Ante el presidente de Endesa, Borja Prado, y el titular de la Xunta, Alberto Núñez Feijóo, entre otras autoridades que acudieron al acto de presentación de este documental, Vallejo ha defendido que no recibió "indicación alguna" para la realización de este filme de unos 30 minutos en el que plasma la "biodiversidad" y las especies que repoblaron el antiguo espacio minero de As Pontes.

"La protagonista es la propia vida", ha remarcado, en relación a la transformación sufrida por la que fuera la mayor mina a cielo abierto de España, gestionada por Endesa entre mediados de la década de los 70 y el final de 2007. El carbón abasteció a una central térmica de 1.400 MW. La mina llegó a tener una profundidad máxima de 288 metros, con 19 capas de espesores que oscilaban entre 1 y 28 metros.

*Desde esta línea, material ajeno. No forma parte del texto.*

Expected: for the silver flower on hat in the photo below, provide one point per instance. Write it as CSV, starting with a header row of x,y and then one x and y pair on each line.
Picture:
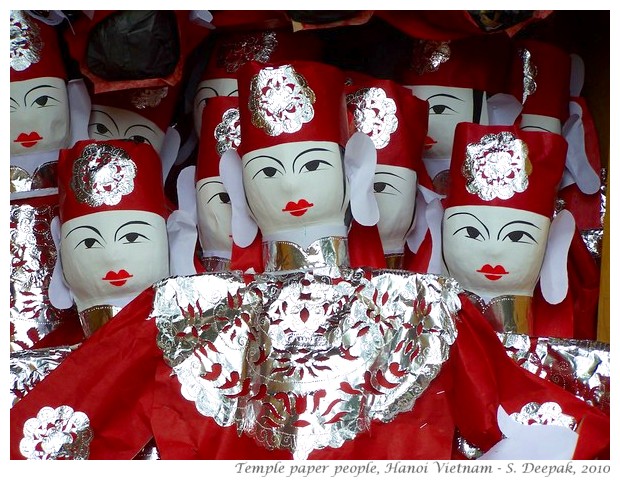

Durante toda su vida, produjo más de 260 millones de toneladas de lignito y llegó a contar con una plantilla superior a las 1.700 personas. En cuanto a los trabajos de rehabilitación, Endesa inició los trabajos en la escombrera exterior a principios de los años 80. La escombrera tiene una superficie de 1.200 hectáreas y una altura de 160 metros. En ella se acumulan 720 millones de metros cúbicos de estériles.

RESTAURACIÓN

Su restauración ha requerido realizar 6.000 análisis físico-químicos, agregar tres millones de metros cúbicos de tierra vegetal y sembrar 130.000 kilos de semillas. El avance de la vegetación, relata el documental, propició la colonización "natural" de la escombrera por distintas especies animales.

El resultado final se traduce en "más de 600.000 árboles y 180 especies distintas de vertebrados", mientras que el gran lago artificial, que ocupa 865 hectáreas y acumula 547 hectómetros cúbicos de agua, cuenta con una playa de 30.000 metros cuadrados construida artificialmente en la orilla más próxima al casco urbano.

La empresa augura que el lago, que será cedido por Endesa a la Xunta, permitirá usos lúdicos o turísticos, los industriales y los energéticos.